- Born: George Edward Godber 4 August 1908 Willington, Bedfordshire
- Died: 7 February 2009 (aged 100) Milton Keynes
- Occupation: General practitioner

= George Godber =

English physician and Chief Medical Officer

Sir George Edward Godber (4 August 1908 – 7 February 2009) was an English General practitioner, who served as Chief Medical Officer for the Government of the United Kingdom from 1960 to 1973. He was also part of the team that planned the National Health Service (NHS) and, as Deputy Chief Medical Officer and subsequently Chief Medical Officer, campaigned against smoking and for immunization against polio and diphtheria. He was chair of the committee that published the three Cogwheel Reports on the organisation of work in hospitals.

== Early life and education ==

Godber was born on 4 August 1908, the son of Bessie Maud (née Chapman) and Isaac Godber, a nurseryman in Willington, Bedfordshire; he was the third of seven children, 5 boys and 2 girls. When he was eleven, he lost sight in one eye due to an accident.

Godber was educated at Bedford Modern School between 1917 and 1920, at Bedford School between 1920 and 1927, and at New College, Oxford, where he read medicine, gained a rowing blue and took part in two losing boat races. He was partly inspired to pursue public health by his Warden, the historian H. A. L. Fisher, who had been David Lloyd George's Education Secretary.

Another mentor was a young New College don, Richard Crossman, who was later to become Godber's Secretary of State for Health and Social Security. He did his clinical training at The London Hospital and qualified in 1933.

== Career ==
After completing his clinical training, Godber was employed in a variety of junior posts that gave him an insight into the state of the nation's health. At a casualty ward in a municipal hospital in London's Docklands, he found that many of his patients were people with serious diseases who were too poor to go to their GP and too proud to ask for a free service, convincing him that a state-funded health service based on need was required.

Limited by the lack of medical specialties afforded to him with the loss of his eye and due to his aversion to taking fees from patients, he decided to specialise in public health medicine and attended the London School of Hygiene and Tropical Medicine, earning a diploma in public health in 1936.
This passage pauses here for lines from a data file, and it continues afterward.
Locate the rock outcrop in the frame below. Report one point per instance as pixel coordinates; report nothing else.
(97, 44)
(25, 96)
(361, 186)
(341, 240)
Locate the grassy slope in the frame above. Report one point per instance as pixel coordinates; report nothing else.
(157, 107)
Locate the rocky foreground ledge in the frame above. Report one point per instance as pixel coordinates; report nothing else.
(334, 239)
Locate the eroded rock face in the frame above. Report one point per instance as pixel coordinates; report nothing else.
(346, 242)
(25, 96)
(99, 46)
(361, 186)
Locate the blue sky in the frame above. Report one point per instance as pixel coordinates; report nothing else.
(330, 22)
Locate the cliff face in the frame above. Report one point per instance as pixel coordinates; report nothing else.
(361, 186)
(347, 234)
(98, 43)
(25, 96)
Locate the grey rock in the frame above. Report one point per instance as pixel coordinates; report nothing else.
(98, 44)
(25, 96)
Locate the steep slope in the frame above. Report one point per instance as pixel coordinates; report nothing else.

In 1937, Godber became a county medical officer in Surrey, where he worked on communicable diseases. In 1939, he joined the Ministry of Health as a medical officer. During World War II, he worked in Birmingham administering the wartime Emergency Medical Services.

Godber served as Deputy Chief Medical Officer from 1950 to 1960. He was instrumental in persuading the Royal College of Physicians to form a committee on smoking and lung cancer in 1958. Their report Smoking and Health, published in 1962, was influential in bringing the link to the attention of the public.

Godber was awarded an honorary doctorate of science from the University of Bath in 1979. He was appointed CB in 1958, KCB in 1962 and GCB in 1971. He died on 7 February 2009, aged 100.

==Family==

A number of Godber's siblings distinguished themselves in later life:
- W. T. Godber, adviser to the British Government on agricultural matters, President of the East of England Agricultural Society, Chairman of the Bedfordshire Agricultural Executive Committee and the Farmers' Club;
- Joseph Godber, British Conservative party politician and cabinet minister;
- Joyce Godber, historian of Bedfordshire and author;
- Rowland John Godber, owner of a rubber plantation in Malaya and later a prisoner of war. The diary of his experiences as a prisoner of war are extant and held by the Imperial War Museum; and
- Geoffrey Chapman Godber, CBE DL, Chief executive of West Sussex County Council.

==Personal life==

Godber did not drink alcohol or smoke. He continued to drive until the age of 97.